Keywords: Cystic fibrosis, CFTR, Novel variants, Next-generation sequencing, Interpretation of variants
Background
Over the past few years, large scale sequencing efforts have provided a greater understanding of the variability of the human genome. Notably, whole genome sequencing studies have shown that each individual harbors 2.7–4.2 million single nucleotide variants (SNVs) that differ from the human reference genome [1], whereas exome sequencing typically identifies 18–24,000 coding region based SNVs per individual [2-7]. With regard to SNVs in coding regions, the findings generated by whole genome or exome sequencing parallel those observed when sequencing individual genes. First, a majority of identified variants are present in dbSNP [8,9] and therefore represent more common variation. For example, exome and genome sequencing reports have shown that 88–99% of observed SNVs reside in dbSNP [1-3,5,10]. Second, the number of SNVs is dependent on individual genetic variability, ethnicity, and the reference sequence to which results are aligned and compared. At present, most studies utilize the human genome reference sequence for alignment (hg18/GRCh36 or hg19/GRCh37), which shares greatest similarity to Caucasian individuals of Northern European ancestry. As a consequence, the number of SNVs observed can vary considerably depending on the ethnic background of samples. Third, at the individual gene level, variants may have already been described and classified in a gene specific database. Not infrequently, however, novel SNVs are identified, even in genes that have been extensively studied through clinical research or diagnostic testing. While guidelines exist to assist in SNV annotation and functional prediction [11-14], many novel variants continue to be classified as variants of uncertain significance (VUS). As a greater number of exomes and genomes are sequenced, having a more comprehensive catalogue of human genetic variation will facilitate individual gene variant classification.
In the context of the above observations, we proposed that analysis of a dataset of variants identified in a single gene would yield insights into what will be revealed by large scale sequencing studies going forward. In our referral laboratory setting, we chose to study the cystic fibrosis transmembrane conductance regulator (CFTR) gene, representing a high volume full gene sequencing diagnostic assay. It should be noted, however, that at ARUP Laboratories, most cases have previously undergone testing with a 32-mutation panel identifying the most common disease-causing alleles, before sequencing. Thus, sequencing results are enriched for rare CFTR mutations. CFTR (NM_000492) is located at 7q31.2 and consists of 27 exons coding for a 1480 amino acid protein, which is a member of the ATP-binding cassette (ABC) transporter superfamily. Mutations in CFTR are known to result in multiple conditions, ranging from classic cystic fibrosis (CF) to monosymptomatic diseases such as congenital absence of the vas deferens, pancreatitis, or chronic bronchiectasis.

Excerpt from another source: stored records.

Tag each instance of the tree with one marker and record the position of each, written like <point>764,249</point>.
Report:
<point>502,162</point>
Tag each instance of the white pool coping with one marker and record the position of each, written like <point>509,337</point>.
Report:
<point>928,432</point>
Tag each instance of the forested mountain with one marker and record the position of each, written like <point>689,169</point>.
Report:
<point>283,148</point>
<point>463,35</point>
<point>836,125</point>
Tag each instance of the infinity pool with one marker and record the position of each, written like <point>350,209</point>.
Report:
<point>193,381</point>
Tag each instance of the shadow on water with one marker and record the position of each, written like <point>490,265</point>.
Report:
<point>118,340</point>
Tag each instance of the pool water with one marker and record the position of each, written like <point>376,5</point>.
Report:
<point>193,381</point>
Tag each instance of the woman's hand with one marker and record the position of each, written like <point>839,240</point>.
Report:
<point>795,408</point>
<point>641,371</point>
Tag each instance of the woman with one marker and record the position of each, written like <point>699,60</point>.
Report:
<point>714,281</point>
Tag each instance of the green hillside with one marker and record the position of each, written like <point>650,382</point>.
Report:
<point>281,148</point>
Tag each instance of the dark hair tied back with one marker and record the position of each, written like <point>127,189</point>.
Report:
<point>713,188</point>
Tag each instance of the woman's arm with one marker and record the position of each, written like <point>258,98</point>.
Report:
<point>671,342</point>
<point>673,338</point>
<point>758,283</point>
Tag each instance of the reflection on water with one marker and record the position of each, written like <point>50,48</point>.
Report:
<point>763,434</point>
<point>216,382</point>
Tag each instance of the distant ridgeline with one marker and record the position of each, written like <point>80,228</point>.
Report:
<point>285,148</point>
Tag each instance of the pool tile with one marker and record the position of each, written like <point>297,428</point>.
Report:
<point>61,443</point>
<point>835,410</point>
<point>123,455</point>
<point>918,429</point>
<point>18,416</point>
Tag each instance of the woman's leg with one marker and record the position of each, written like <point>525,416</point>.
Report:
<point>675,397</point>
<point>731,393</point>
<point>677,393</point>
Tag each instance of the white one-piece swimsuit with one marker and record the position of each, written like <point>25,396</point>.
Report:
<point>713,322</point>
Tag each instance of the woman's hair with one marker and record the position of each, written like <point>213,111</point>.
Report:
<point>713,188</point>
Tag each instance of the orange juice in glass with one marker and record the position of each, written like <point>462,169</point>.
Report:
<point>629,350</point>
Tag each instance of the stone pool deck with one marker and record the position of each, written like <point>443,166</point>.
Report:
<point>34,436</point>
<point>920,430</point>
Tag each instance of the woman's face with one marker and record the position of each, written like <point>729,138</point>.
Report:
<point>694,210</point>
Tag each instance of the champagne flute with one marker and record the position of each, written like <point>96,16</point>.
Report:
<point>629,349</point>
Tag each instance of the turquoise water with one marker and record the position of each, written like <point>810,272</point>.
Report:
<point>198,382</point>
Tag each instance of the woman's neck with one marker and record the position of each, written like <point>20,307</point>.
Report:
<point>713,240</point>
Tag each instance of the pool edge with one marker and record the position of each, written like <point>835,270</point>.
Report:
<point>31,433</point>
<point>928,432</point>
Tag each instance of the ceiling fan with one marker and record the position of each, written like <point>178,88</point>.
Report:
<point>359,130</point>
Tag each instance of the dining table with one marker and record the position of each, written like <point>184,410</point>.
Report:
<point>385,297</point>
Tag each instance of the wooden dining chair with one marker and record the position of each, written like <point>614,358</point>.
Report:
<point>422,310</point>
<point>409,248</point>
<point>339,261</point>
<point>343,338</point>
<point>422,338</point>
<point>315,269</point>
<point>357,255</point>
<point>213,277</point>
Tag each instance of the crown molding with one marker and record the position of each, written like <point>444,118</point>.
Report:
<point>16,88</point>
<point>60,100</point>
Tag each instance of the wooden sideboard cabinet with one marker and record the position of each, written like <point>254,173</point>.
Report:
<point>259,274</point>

Classic CF, a recessively inherited genetic disorder, has an incidence of one in 2500–3200 in Caucasians making it one of the most common lethal genetic disorders [15]. CF occurs with different frequencies in different ethnic groups with estimated carrier rates of one in 28, 29, 46, 65, and 90 in Caucasians, Ashkenazi Jews, Hispanics, African Americans, and Asians, respectively [16,17]. The American College of Medical Genetics recommends carrier screening for CF in expectant individuals or those planning a pregnancy by testing for 23 known disease-causing mutations [18]; between 48% and 84% of clinically diagnosed CF patients have at least one of these mutations [19]. The most common CFTR gene mutation is a three base pair deletion, p.Phe508del (prevalence of 24%-88% depending on ethnic background [17,19-21]), which is associated with a more severe phenotype when present in a homozygous state [21]. Similarly, other variants have variable frequency in different populations [22]. In all ethnic groups, the majority of CFTR variants are of unknown clinical significance [22,23]. Several databases have reported variants in CFTR including dbSNP [8,9], the Cystic Fibrosis Mutation Database (CFMDB) [24], and the Human Gene Mutation Database (HGMD) [25]. Variants in HGMD are assumed to be disease causing, but there are exceptions. Variants in dbSNP, on the other hand, are often assumed to be benign; however, that is not always the case. The CFMDB contains both disease causing and benign variants.
Herein we present results from a six-year period of CFTR diagnostic testing, including 21 novel variants, during which samples from 1407 individuals were referred to ARUP Laboratories for full gene CFTR sequencing. We focus on the need to develop a more complete understanding of variants in non-Caucasian ethnic groups, evaluate the usefulness and completeness of databases for clinical testing, and report novel variants observed at ARUP with ethnicity and clinical classifications.
Methods
Description of dataset
The dataset for the current study was comprised of variants identified through CFTR gene sequencing from 555 patients referred to the ARUP Laboratories from 2004 to March of 2011. Indications for testing included carrier testing in healthy individuals, confirmation or diagnostic testing in patient with classically affected CF, and diagnostic testing for patients with potentially CF-related symptoms, but without a diagnosis of CF. Patients self-reported ethnicity from the following categories: African American, Ashkenazi Jewish, Asian/Oriental, Caucasian, Hispanic, Mediterranean, Mid-Eastern, Native American, Other, or any combination of the above categories. All patient information (including demographic information, clinical symptoms, and laboratory reports including sequencing results) was stored in a Progeny database [26].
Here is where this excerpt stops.